U.S. nonfarm payrolls rose by 253,000 last month, the Bureau of Labor Statistics said on Friday. The monthly figure was well above the market consensus estimate of 181,000.
At the same time, the U.S. unemployment rate dropped to 3.4%, beating market consensus calls of 3.6%. The unemployment rate fell as the participation rate held steady at 62.6%.
Weakness in the U.S. labor market has been one condition that Federal Reserve has said needs to be met before it looks at ending its tightening cycle. The better-than-expected employment data is weighing on gold days after the precious metal pushed to a record high above $2,080 an ounce. June gold futures last traded at $2,034.50 an ounce, down 1% on the day.
Adam Button, chief currency strategist at Forexlive.com, noted that this is the thirteenth consecutive month that nonfarm payrolls have surprised to the upside.
"This is undoubtedly hawkish and puts the Fed in a real bind. The Fed wants to pause and may soon even need to cut, but the jobs market isn't cooperating," he said.
Another negative for gold was a push higher in wage inflation. The report said that average hourly earnings increased by 16 cents or 0.5% in April, up compared to 0.3% growth in March. Economists were looking for a 0.3% increase.
"Over the past 12 months, average hourly earnings have increased by 4.4%," the report said.
The latest employment data is creating a shift in interest rate expectations. Markets are starting to price out a potential rate cut in July.

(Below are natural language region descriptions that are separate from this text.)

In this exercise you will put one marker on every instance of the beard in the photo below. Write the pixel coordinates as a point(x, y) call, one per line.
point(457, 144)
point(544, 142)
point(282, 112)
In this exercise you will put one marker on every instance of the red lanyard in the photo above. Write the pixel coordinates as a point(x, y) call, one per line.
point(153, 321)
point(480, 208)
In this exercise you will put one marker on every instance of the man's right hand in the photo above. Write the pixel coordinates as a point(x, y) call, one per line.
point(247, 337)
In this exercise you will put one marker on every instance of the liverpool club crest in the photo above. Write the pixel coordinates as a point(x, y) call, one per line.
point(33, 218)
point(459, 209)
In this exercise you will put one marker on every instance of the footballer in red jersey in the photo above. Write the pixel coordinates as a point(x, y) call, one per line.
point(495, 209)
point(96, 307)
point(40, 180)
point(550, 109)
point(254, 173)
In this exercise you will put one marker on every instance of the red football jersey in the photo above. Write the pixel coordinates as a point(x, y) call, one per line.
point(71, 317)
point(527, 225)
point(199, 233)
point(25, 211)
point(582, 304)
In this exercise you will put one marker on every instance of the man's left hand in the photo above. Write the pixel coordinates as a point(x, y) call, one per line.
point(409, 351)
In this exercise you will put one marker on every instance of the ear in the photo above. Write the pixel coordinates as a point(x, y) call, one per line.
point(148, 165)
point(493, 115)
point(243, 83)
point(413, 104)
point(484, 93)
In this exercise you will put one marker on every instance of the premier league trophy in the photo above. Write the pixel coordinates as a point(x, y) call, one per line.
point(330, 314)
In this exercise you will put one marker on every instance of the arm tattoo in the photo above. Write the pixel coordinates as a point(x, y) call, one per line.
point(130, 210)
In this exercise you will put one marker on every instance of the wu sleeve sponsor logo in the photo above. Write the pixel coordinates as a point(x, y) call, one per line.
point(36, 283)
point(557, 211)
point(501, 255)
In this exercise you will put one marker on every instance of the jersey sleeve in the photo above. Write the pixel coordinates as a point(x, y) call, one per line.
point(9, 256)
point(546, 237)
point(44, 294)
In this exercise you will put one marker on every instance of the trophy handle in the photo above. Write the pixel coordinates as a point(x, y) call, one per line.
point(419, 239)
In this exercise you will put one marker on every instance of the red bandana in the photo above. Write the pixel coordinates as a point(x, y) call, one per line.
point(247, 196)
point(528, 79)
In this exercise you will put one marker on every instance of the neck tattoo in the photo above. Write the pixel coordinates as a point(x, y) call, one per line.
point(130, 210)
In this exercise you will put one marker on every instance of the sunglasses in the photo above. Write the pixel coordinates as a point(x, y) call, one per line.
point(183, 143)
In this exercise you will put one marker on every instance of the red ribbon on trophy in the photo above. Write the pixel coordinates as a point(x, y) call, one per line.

Although the headline data was stronger than expected, the report does show a slowing trend as February and March data were revised lower. The report said that March employment data was revised down by 71,000 to 165,000 jobs. At the same time, February's data was revised down to 248,000 jobs, compared to the previous estimate of 326,000.
Despite the positive headline number, Andrew Hunter, deputy chief U.S. economist at Capital Economics, said that the downward revision could keep the Federal Reserev on track to end its aggressive hiking next month. he added that he expects wages to also cool.
"It’s true that the recent slowdown in this measure of wage growth has not been reflected in other series. Nevertheless, with job vacancies falling sharply and the job quits rate now not far above its pre-pandemic peak, we still think it’s only a matter of time before a more broad-based slowdown in wage growth takes hold," he said.